約1か月半の漂流生活を乗り越えて、命からがら島(現:小笠原諸島・母島)にたどり着くも、船頭の勘左衛門(かんざゑもん)が力尽きて息を引き取ってしまいます。
悪いことは重なるもので、自分たちが乗ってきた船もボロボロになって沈没。残された長右衛門ら六名は、何としてでも生きて帰るため、これから待ち受けるサバイバル生活を覚悟するのでした。
これまでの記事
3ヶ月ものサバイバル生活!江戸時代のみかん商人・長右衛門の小笠原漂流記【一】
3ヶ月ものサバイバル生活!江戸時代のみかん商人・長右衛門の小笠原漂流記【二】
「生きてみんなで帰るんじゃ!」長右衛門の決意
「……よぉ旦那、これからどうする……?」
勘左衛門の弔いを済ませると、船頭を失った水夫(かこ)たちは、船が沈んでしまったこともあって、昨日のはしゃぎっぷりはどこへやら。すっかり意気消沈してしまいました。

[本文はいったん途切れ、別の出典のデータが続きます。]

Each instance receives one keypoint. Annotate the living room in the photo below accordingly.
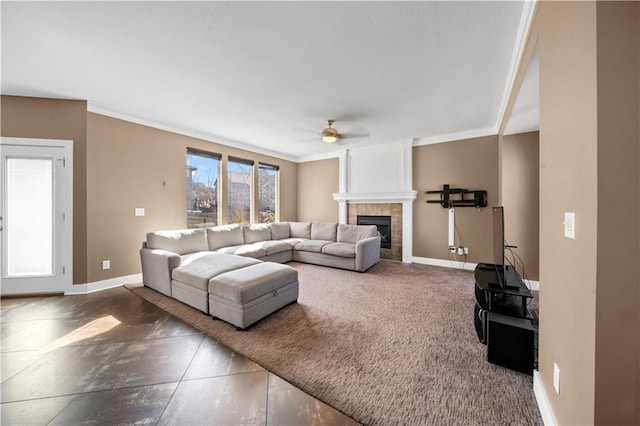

それだけ勘左衛門が彼らの精神的支柱として大きな存在だったのでしょうが、こんなところでしょげ返ったところで事態は何も改善しません。
ここは長右衛門が、しっかりみんなをリードしなくてはなりません。
「そんなもん、決まっとるがな。みんなで生きて帰るんじゃ!」
日頃の商いで人の使い方は心得たもの、長右衛門はまず6名を2班に分けて、片方に生活拠点の構築、もう片方に伝馬船で島内の探索を担当させました。食糧調達は原則として各班で実施、余裕が出れば貯蔵に回します。
こういう非常事態において、まず重要なのは前向きな目標に向けた任務を全員に割り振ることであり、暇を持て余すことで心身を病んでしまう危険性を、長右衛門は理解していました。
その一方で、日々の仕事を通じて生じる不平や疲労が溜まらないよう、朝と夕に必ず全員で集まって何でも話し合い、必要に応じて任務や人員の交替や適切な休息など、柔軟な組織運用を実施。
幸い島には食糧になる海亀や野鳥が豊富で、薪の供給源となる森林や、水源には事欠かず、漂流中の苦労に比べれば、格段に生活水準が向上していきました。